Reaching back, I grip him, his rigid length flexing in one hand. The other finds Evan in front of me, guiding him toward my core, slipping his rock hard shaft between my thighs, dragging my clit along him, all while Gavin presses into me from behind. He slips up between my slick, soapy ass cheeks, idly grinding into me, driving me wild with the promise of that pumping rhythm sliding into me instead.

In seconds, I'm burning up, sweat beading on my forehead.

Two fingers spear into my folds, spreading me apart.

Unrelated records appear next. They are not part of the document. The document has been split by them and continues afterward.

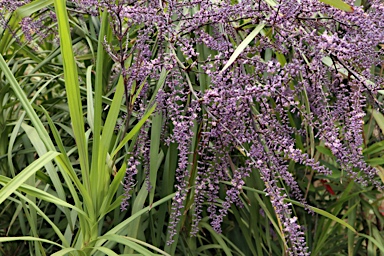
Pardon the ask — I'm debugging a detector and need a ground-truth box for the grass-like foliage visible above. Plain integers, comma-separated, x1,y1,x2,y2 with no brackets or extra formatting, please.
0,0,384,256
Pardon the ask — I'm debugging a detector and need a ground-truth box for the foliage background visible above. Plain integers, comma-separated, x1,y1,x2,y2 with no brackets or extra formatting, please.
0,0,384,255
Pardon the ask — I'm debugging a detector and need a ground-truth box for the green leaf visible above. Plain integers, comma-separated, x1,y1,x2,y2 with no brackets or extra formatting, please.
0,151,60,204
220,23,265,72
319,0,354,12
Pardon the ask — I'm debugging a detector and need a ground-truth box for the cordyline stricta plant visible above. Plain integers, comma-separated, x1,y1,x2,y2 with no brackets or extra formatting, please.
0,0,384,255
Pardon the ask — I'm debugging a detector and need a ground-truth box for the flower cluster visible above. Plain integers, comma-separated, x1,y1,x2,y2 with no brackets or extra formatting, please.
0,0,384,255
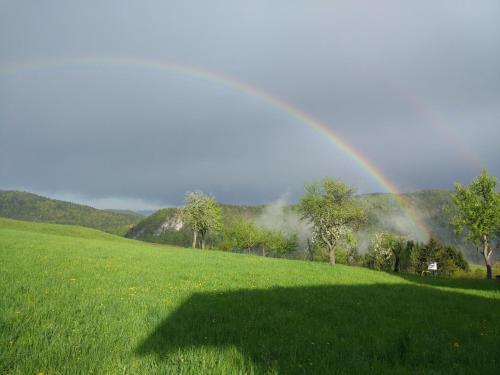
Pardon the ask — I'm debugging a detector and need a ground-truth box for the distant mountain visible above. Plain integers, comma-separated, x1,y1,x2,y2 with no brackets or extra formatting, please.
134,210,155,216
0,190,142,235
102,208,145,219
126,190,481,262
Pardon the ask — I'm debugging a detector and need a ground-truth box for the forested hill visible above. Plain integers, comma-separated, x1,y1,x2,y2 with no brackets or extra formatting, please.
126,190,479,261
0,191,143,235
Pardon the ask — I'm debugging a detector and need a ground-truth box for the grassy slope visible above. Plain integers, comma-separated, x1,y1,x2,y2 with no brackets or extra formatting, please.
0,191,143,235
0,219,500,374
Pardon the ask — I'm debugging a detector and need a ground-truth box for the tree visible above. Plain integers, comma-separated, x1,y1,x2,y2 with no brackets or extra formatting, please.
258,228,297,256
415,237,469,276
299,178,364,264
452,169,500,279
367,232,406,272
182,191,222,249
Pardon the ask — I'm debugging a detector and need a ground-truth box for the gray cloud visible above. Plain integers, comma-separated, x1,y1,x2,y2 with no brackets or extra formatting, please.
0,1,500,207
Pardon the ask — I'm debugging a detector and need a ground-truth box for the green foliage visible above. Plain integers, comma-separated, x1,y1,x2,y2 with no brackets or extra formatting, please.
299,178,364,264
0,191,143,235
452,169,500,279
0,219,500,375
364,236,469,276
415,238,469,276
452,170,500,246
223,218,297,255
366,232,405,271
258,228,297,255
181,191,222,248
225,219,260,252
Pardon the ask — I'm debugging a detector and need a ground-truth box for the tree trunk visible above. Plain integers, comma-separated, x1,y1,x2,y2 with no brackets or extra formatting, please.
483,235,493,280
394,255,400,272
328,246,335,266
193,231,198,249
307,237,314,260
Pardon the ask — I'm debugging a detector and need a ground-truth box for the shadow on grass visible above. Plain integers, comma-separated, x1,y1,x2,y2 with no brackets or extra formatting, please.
136,284,500,374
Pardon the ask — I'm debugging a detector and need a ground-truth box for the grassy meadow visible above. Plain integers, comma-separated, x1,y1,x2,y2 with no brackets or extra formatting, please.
0,219,500,375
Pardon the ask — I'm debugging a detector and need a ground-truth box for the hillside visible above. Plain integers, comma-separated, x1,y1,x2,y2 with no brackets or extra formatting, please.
126,190,481,262
125,204,264,246
0,191,142,234
0,219,500,374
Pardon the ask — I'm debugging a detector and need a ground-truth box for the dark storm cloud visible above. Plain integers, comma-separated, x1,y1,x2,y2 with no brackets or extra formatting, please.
0,1,500,208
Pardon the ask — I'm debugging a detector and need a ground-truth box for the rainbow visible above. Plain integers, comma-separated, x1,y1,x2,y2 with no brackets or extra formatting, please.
0,57,431,238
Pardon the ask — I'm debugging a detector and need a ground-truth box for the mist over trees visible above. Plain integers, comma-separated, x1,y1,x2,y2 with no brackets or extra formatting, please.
121,171,499,276
299,178,365,264
182,191,222,249
452,170,500,279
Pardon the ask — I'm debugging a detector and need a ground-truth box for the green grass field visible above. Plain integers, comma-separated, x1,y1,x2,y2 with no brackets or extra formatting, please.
0,219,500,375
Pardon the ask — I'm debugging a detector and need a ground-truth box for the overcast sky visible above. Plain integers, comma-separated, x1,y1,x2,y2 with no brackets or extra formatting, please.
0,0,500,209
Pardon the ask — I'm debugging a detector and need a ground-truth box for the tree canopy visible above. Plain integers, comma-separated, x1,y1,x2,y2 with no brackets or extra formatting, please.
182,191,222,249
299,178,365,264
452,170,500,278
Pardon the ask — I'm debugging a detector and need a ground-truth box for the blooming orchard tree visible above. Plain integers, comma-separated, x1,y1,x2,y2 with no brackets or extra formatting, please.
182,191,222,249
299,178,364,264
452,170,500,279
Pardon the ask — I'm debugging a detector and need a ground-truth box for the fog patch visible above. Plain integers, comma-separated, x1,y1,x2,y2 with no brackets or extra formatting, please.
255,192,312,248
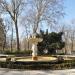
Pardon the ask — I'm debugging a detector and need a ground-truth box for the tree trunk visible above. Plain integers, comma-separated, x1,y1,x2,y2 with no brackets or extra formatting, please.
3,34,6,51
15,20,20,51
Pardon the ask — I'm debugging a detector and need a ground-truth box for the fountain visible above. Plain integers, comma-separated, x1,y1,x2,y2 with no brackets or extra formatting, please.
29,35,43,60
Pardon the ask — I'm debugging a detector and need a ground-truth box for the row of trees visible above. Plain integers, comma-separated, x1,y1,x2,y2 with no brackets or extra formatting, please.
37,30,65,54
0,0,64,51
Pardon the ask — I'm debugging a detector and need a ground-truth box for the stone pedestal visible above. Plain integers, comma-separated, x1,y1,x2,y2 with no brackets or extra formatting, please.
29,35,42,60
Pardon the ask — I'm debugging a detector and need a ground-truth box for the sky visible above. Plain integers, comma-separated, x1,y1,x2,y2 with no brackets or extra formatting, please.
63,0,75,21
1,0,75,39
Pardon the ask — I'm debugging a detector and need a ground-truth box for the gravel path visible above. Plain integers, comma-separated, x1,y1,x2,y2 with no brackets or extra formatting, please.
0,69,75,75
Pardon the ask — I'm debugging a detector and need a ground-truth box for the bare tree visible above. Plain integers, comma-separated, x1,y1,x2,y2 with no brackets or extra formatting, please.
0,0,24,51
25,0,63,33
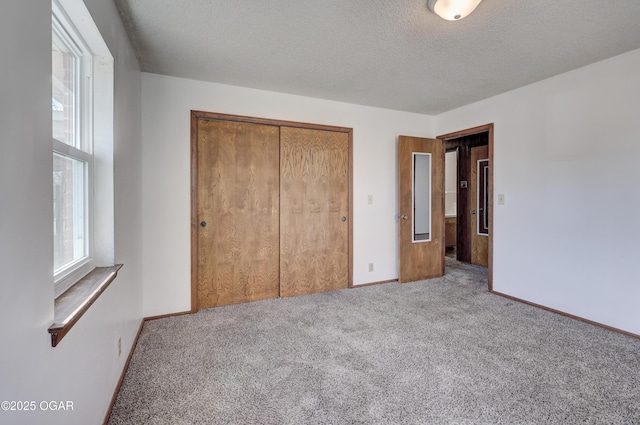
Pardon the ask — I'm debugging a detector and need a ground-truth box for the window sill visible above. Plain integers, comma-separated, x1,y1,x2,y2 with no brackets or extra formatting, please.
49,264,122,347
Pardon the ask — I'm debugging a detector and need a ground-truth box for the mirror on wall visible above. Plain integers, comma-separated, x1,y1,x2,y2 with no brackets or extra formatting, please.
478,159,489,236
413,152,431,242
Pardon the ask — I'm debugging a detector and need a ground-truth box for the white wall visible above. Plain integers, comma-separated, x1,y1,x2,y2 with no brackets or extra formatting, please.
436,50,640,334
0,0,142,425
142,73,434,316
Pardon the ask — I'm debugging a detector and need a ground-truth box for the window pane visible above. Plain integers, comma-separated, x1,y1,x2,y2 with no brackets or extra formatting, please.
51,32,79,147
53,153,87,273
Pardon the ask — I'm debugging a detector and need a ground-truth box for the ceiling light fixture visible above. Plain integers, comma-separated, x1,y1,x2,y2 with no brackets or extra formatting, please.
427,0,482,21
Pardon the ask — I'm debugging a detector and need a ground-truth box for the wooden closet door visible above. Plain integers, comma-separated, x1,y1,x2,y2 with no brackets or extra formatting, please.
197,119,280,308
280,127,349,297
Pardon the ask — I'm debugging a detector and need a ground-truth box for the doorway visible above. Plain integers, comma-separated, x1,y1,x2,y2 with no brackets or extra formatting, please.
438,124,494,291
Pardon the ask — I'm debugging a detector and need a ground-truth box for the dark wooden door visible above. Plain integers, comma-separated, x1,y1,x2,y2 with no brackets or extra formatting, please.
469,146,489,267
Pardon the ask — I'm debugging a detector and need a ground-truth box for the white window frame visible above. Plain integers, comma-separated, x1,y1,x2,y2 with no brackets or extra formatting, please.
51,0,95,297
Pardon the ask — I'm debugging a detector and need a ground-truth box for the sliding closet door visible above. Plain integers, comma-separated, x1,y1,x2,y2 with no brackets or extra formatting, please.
280,127,349,297
195,119,280,308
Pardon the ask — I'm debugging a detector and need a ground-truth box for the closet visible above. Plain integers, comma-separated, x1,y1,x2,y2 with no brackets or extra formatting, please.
191,111,352,311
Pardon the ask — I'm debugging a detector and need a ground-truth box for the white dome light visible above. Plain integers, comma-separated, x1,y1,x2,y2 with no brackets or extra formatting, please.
427,0,482,21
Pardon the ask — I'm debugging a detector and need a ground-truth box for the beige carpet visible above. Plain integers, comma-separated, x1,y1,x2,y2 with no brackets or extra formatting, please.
109,259,640,425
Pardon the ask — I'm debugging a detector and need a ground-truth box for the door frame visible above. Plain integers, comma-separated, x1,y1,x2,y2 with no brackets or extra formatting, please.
191,110,353,313
437,123,495,292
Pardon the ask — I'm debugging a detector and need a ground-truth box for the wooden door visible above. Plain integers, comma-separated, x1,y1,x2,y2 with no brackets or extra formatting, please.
196,119,280,308
280,127,349,297
470,146,489,267
398,136,445,282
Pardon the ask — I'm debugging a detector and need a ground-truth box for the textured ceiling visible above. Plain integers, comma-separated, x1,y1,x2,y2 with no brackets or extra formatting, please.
116,0,640,114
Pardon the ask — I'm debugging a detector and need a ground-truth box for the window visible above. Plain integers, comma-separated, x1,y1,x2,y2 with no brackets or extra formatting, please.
51,2,94,296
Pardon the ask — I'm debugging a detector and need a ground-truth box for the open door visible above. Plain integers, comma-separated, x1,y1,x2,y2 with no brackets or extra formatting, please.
470,146,490,267
398,136,445,283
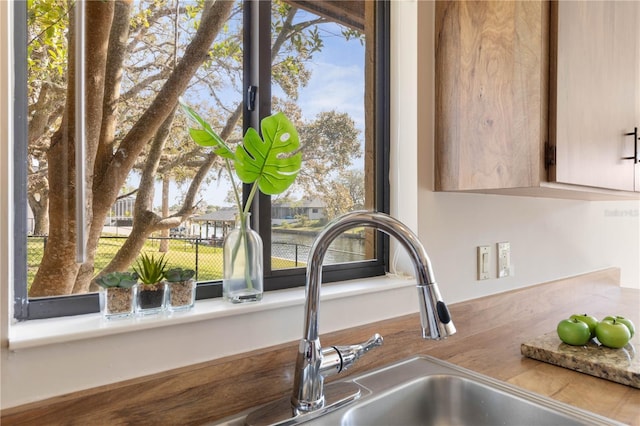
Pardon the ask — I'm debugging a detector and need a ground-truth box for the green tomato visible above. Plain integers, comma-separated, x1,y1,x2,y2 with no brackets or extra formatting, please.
596,318,631,349
569,314,598,338
556,319,591,346
604,315,636,337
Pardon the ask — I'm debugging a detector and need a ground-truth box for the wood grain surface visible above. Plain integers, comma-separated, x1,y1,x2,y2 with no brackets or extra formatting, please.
435,1,549,191
1,269,640,426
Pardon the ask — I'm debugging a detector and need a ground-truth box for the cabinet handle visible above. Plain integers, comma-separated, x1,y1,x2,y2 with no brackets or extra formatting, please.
622,127,640,163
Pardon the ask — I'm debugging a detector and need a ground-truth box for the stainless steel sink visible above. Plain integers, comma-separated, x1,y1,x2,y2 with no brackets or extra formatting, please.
215,356,621,426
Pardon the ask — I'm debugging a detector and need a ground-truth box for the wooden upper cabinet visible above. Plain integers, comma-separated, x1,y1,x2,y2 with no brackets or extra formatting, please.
435,0,640,200
435,1,549,191
549,1,640,191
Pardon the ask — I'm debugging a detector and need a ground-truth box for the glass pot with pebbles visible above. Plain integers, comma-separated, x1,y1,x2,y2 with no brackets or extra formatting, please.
96,272,138,319
164,268,196,312
133,253,167,315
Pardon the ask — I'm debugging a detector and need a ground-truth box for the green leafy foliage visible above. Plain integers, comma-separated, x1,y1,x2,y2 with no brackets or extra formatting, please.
133,253,167,285
164,268,196,283
180,101,302,211
96,272,138,288
235,112,302,195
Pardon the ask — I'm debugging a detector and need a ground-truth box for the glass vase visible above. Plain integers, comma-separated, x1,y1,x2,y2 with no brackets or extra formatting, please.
167,278,196,312
222,213,263,303
100,286,136,319
136,281,167,315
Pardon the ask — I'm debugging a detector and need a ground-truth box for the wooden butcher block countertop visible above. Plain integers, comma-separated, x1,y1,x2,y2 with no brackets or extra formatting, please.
1,269,640,426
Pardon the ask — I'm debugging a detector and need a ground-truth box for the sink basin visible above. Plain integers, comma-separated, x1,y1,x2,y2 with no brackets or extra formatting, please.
215,356,622,426
340,374,583,426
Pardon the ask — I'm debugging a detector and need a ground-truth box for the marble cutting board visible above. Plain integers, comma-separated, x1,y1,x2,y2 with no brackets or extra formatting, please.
520,331,640,389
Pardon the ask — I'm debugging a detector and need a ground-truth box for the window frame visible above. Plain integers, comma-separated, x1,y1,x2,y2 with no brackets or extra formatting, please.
12,0,390,321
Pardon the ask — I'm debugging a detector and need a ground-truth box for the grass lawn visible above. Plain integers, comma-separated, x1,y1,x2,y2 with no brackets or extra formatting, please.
27,235,305,286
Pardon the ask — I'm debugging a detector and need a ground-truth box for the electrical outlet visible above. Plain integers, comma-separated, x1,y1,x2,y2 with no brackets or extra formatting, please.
498,242,511,278
478,246,490,280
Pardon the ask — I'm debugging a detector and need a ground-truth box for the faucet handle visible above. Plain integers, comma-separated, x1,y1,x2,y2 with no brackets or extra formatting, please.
333,333,383,371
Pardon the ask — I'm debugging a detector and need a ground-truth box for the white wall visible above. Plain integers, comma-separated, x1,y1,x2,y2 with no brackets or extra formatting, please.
391,1,640,300
0,0,640,408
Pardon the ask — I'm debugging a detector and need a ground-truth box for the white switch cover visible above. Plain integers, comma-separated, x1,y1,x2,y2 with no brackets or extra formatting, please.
498,242,511,278
478,246,490,280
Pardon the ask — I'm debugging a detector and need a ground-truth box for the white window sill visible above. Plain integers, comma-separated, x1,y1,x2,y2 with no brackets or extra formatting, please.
9,275,418,350
1,276,420,408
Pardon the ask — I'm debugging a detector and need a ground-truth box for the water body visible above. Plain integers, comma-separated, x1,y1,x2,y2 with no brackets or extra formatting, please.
271,231,365,265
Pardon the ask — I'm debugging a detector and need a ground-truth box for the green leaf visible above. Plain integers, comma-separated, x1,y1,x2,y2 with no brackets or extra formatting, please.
180,100,234,160
235,112,302,195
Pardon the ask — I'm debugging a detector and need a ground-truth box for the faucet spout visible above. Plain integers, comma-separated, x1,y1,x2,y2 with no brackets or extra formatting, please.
291,211,456,413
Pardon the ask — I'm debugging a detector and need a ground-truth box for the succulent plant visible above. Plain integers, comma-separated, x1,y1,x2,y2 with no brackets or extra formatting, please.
133,253,167,285
164,268,196,283
96,272,138,288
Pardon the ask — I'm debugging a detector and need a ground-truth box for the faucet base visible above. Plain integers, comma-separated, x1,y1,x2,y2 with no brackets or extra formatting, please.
245,382,368,426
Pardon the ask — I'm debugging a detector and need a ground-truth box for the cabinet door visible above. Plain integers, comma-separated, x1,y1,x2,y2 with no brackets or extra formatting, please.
549,1,640,191
435,1,549,191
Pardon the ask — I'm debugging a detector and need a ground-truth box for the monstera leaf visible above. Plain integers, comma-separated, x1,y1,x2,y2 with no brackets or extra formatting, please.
180,100,234,159
234,112,302,195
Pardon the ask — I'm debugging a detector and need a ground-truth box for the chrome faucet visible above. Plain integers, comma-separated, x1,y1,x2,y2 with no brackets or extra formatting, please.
246,211,456,424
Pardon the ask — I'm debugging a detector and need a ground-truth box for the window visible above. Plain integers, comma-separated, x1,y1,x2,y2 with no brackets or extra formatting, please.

Getting me ready for them.

Another hand slips down behind me, caressing my other entrance, toying with the idea of being with all three of them, of taking them all at once.

Tell's thumb spirals over my clit, making me bite down on my lip hard.

Right before a finger slips into my opening, curling tightly against my front, pressing that sweetest spot. But just for a second.

I need them to make it last.

To build the tension and anticipation until I want to fucking scream.

God, I love the way they all made me scream.

"Evan…" I moan, his cock plunging into me.

"Tell," I whine, his fingers massaging every inch of my skin. Then he's in my mouth, swallowed to the hilt.

"Gav…" I whimper, already feeling the pulsing waves washing through me as he slides in, filling me completely.

Water splashes and ripples with my writhing, rocking back and forth.

"F–fuck…" I gasp, my legs tightening around them, bracing for the onslaught of bliss burgeoning within me.

In that moment, they're all there, all around me.

In me, against me.

Gavin, then Evan, then Tell.

Pounding their love into me, one at a time, then together.

My mind won't settle on one scenario, flickering between highlights of our passion in the past and fantasies of more to come.

They know every nook and sensitive spot, how to make me unravel.

I don't bother covering my mouth as I begin to shake, splashing water all over the bathroom floor.

"Yes! Yes!" I cry out, planting my feet and pushing back into the wall of the tub.

An all-consuming aura cascades down from my scalp to my toes as I soar over the edge. One wave, then another, of searing ecstasy barrels through me, keeping me clenched around my hands until they hurt. But I don't let up until the final rush explodes like a starburst in my core, releasing every bit of stress.

In the afterglow, I trace circles on my skin as the water level drops.

Must have knocked the drain plug loose.

Which is perfect, the cool air prickling my skin, hardening my nipples and relieving my scorching blush. Sighing, I slump back, catching my breath.

Tell's visit wasn't nearly enough.

No number of visits from them ever could be.

And I cannot afford to dwell in that place, that deceptive hope.

Sobering almost completely, I sit up, rinsing off the remnants of the slick and bubbles. With the release comes a softening of my resolve, but also clarity.

Gently, I close that door inside myself, shutting off the ache.

I won't let my heart break again.

Not now.

It's right then that it clicks.

Right as I hear the shouts outside, the clamor of a car roaring up the driveway and unloading. Rising quickly, I peek out the small window above my tub. It only slides open a few inches, but it's enough to see that one of the scout cars has returned.

One of the scouts from Sanctum Harbor.

And with no one else here to receive them, to report to…

It's time for Marco's queen to meet with her soldiers.